Yucatan’s legislature passed a new law in February 2011, with a set of rules that takes a mere 288 pages to describe. A brief scan of Yucatan’s new "Rules of the Road" offers definitions of cars, passengers, pedestrians, underpasses, and even fire hydrants, with additional sections on who is allowed to install topes, what you are supposed to keep in your Emergency Road Kit, approved types of cellular phone usage and another 250 or so odd pages on baby seats, helmets, insurance requirements, emissions testing and drug testing. We now have laws governing everything from "no red lights on top of your car" to the red lights required for night-time use as part of your emergency kit, and from fire extinguishers to fines based on one-hundred times the Minimum Wage.
There is even a whole section on the special officers in Bright Yellow Vests who will help guide us through the first 180 days of Yucatan’s plan for implementing the key points of the new road rules, in what looks to be a lifetime’s worth of Spanish-English translations of legalese.
Where The Rubber Meets The Road Rules
So what we all want to know is the nitty gritty, the details, where the rubber meets the road (especially this one!), where the tough get going while the meek go home, whether to run with the big dogs or stay on the porch, to be or not to be… yes, there are a lot of questions, and that is only one of them.
After reading it through, we think this is the bottom line: There are so many details in this 288-page law that it staggers the mind to imagine any single article like this one that could accurately and completely describe and condense what may be as many as 4,050 details that are catalogued here.

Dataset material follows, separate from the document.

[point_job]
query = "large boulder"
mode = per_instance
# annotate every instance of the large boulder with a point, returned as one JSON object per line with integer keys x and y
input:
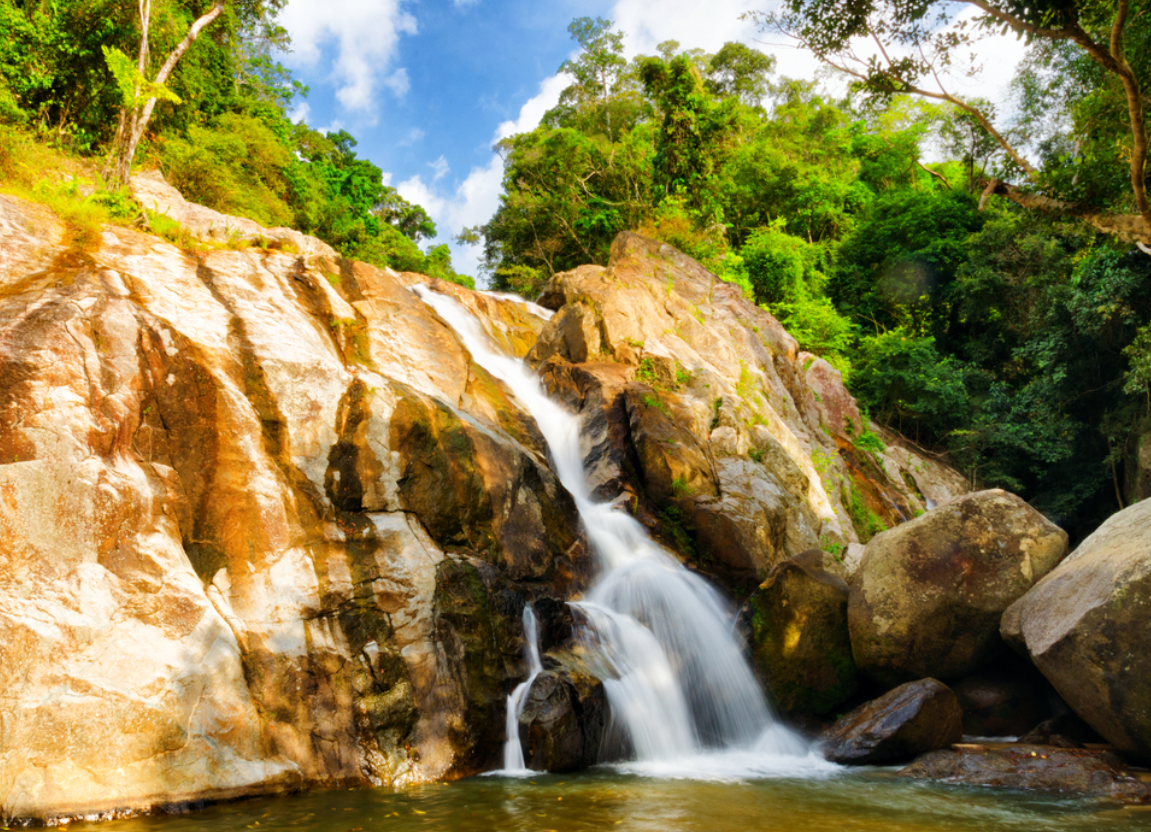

Frankly, there are so many requirements and miniscule details covering Peritos (the name for the special police officer that comes out to investigate auto accidents. These officers are specially trained and work for SSPPE del Gobierno del Estado de Yucatan) to peatones (pedestrians), that Yucatecan officers could study for a year to learn just one half of the rules they are supposed to enforce. Not to mention that it could take a decade to get a state full of laid-back Yucatecans to comply.